There had crept a terror into Tommy's voice. Peter felt the little hands upon his arm trembling.
"Help me? Why, you work like a nigger--like a nigger is supposed to work, but doesn't. No one--whatever we paid him--would do half as much. I don't want to make your head more swollen than it is, young woman, but you have talent; I am not sure it is not genius." Peter felt the little hands tighten upon his arm.
"I do want this paper to be a success; that is why I strum upon the piano to please Clodd. Is it humbug?"
"I am afraid it is; but humbug is the sweet oil that helps this whirling world of ours to spin round smoothly. Too much of it cloys: we drop it very gently."

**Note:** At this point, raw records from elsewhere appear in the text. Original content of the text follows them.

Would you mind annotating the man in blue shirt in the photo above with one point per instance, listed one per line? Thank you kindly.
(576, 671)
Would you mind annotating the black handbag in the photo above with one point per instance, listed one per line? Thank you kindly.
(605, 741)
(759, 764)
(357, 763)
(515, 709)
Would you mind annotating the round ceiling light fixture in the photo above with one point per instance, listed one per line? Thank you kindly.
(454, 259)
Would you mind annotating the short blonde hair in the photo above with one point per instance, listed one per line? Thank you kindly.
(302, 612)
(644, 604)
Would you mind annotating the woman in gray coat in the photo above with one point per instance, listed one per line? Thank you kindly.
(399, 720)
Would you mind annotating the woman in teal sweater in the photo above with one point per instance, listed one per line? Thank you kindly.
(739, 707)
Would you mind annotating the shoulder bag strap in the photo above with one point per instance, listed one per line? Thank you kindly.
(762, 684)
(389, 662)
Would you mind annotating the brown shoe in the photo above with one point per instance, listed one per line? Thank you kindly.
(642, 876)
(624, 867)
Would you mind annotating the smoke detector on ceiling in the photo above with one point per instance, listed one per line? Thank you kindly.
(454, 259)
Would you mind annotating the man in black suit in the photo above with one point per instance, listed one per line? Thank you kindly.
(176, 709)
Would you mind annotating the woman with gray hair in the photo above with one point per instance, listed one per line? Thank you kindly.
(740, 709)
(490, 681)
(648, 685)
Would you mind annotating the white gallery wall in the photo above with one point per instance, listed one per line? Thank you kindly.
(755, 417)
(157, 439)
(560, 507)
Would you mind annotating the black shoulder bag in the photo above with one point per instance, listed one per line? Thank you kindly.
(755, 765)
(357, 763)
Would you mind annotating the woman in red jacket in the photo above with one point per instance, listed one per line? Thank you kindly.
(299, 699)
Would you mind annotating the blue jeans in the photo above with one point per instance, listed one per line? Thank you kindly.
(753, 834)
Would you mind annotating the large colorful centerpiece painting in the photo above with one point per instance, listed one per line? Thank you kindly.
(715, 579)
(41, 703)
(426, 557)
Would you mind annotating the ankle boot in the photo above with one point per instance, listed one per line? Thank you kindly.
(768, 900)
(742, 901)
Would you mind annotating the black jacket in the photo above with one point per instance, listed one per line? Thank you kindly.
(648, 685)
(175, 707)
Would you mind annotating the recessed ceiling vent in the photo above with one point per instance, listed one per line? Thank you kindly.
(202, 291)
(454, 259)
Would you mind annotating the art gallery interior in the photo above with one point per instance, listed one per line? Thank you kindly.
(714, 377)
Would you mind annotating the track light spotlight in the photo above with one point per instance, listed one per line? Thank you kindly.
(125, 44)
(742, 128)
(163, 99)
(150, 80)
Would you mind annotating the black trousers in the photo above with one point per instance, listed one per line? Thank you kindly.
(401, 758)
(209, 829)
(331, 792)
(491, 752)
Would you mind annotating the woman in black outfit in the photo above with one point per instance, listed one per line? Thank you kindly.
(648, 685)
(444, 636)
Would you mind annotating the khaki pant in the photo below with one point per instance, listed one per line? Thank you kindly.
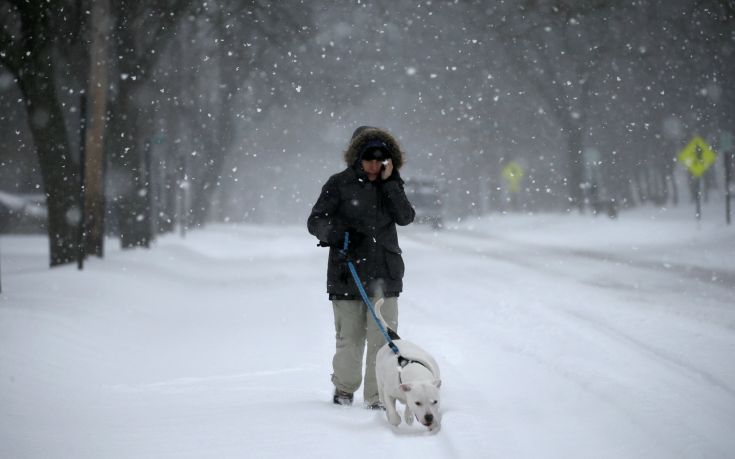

"But you are sure it is only humbug, Tommy?" It was Peter's voice into which fear had entered now. "It is not that you think he understands you better than I do--would do more for you?"
"You want me to tell you all I think of you, and that isn't good for you, dad--not too often. It would be you who would have swelled head then."
"I am jealous, Tommy, jealous of everyone that comes near you. Life is a tragedy for us old folks. We know there must come a day when you will leave the nest, leave us voiceless, ridiculous, flitting among bare branches. You will understand later, when you have children of your own. This foolish talk about a husband! It is worse for a man than it is for the woman. The mother lives again in her child: the man is robbed of all."
"Dad, do you know how old I am?--that you are talking terrible nonsense?"
"He will come, little girl."
"Yes," answered Tommy, "I suppose he will; but not for a long while--oh, not for a very long while. Don't. It frightens me."
"You? Why should it frighten you?"
"The pain. It makes me feel a coward. I want it to come; I want to taste life, to drain the whole cup, to understand, to feel. But that is the boy in me. I am more than half a boy, I always have been. But the woman in me: it shrinks from the ordeal."